Early on, Charlie Morton was just a bit better than Edwin Jackson and, with the help of solo shots by Alex Bregman and Martin Maldonado, had Houston in position to defeat the A’s about the only way you can, by maintaining an early lead. But Houston’s below-average bullpen that has been costing it close games all season, again failed to do the job.
I noticed in yesterday’s preview at Baseball-Reference that the ‘Stros were 16–21 in one-run games prior to last night. It made me wonder if any World Series winners, or even pennant winners, of the past had such a poor record in close games. After all, blowouts may predict future regular season success but close games better represent the postseason (Oakland’s record in one-run games, by the way, is now 26–10).

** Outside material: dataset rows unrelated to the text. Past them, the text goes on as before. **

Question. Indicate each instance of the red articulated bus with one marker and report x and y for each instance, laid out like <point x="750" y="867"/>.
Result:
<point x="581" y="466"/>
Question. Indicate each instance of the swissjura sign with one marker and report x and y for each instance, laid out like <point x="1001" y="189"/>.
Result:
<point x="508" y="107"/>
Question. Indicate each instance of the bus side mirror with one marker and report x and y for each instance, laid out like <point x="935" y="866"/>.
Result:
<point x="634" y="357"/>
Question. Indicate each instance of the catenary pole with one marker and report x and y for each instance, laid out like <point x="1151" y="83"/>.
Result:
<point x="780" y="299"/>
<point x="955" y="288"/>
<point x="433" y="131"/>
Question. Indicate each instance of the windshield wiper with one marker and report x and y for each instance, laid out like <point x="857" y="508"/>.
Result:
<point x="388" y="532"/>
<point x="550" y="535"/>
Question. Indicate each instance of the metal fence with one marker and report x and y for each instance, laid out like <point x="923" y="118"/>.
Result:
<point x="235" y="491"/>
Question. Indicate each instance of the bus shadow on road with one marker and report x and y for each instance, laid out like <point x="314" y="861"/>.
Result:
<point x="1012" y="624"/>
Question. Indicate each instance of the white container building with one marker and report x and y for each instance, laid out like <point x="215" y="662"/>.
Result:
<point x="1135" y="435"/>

I didn’t have to go back far to find a World Series champion with a losing record in one-run games. The 2016 Chicago Cubs did, though only by a single game. In 2014, both the Giants and Royals had losing regular season records in one-run games but neither had a record as bad as Houston’s this year. I decided to stop there.
The Astros find themselves in a difficult situation, one in which time seems to be passing them by as they play poor baseball while anxiously waiting for the playoffs, hoping they can get healthy. There’s still time for George Springer, Correa and Chris Devenski to get back into full-swing but I don’t think they have the same hope for Jose Altuve, who is just going to rest as long as he can before taking a couple cortisone shots and toughing it out for a playoff run.
Meanwhile, the A’s are young, healthy and about to run right through the Astros and relegate them to the play-in game. It would have been one thing had the A’s won like this without gaining on the Astros as quickly as they have but now they’re the national story and in the public’s conscience. The days of our permanent green light to back the A’s are coming to an end, though, at even money, they remain playable today and likely again on Sunday.
This play isn’t nearly as strong as last night’s. Houston showed some fight last night and still has enough talent without Altuve to compete with Oakland. Correa moved well in the field, though his bat still hasn’t caught up to the rest of his progress and the same can be said about Springer. Trevor Cahill probably won’t pitch as well as Jackson did but he ought to be a small favorite because even if the A’s do as little against Dallas Keuchel tonight as they did against Morton, they’re just as capable of snatching away another victory from Houston’s bullpen.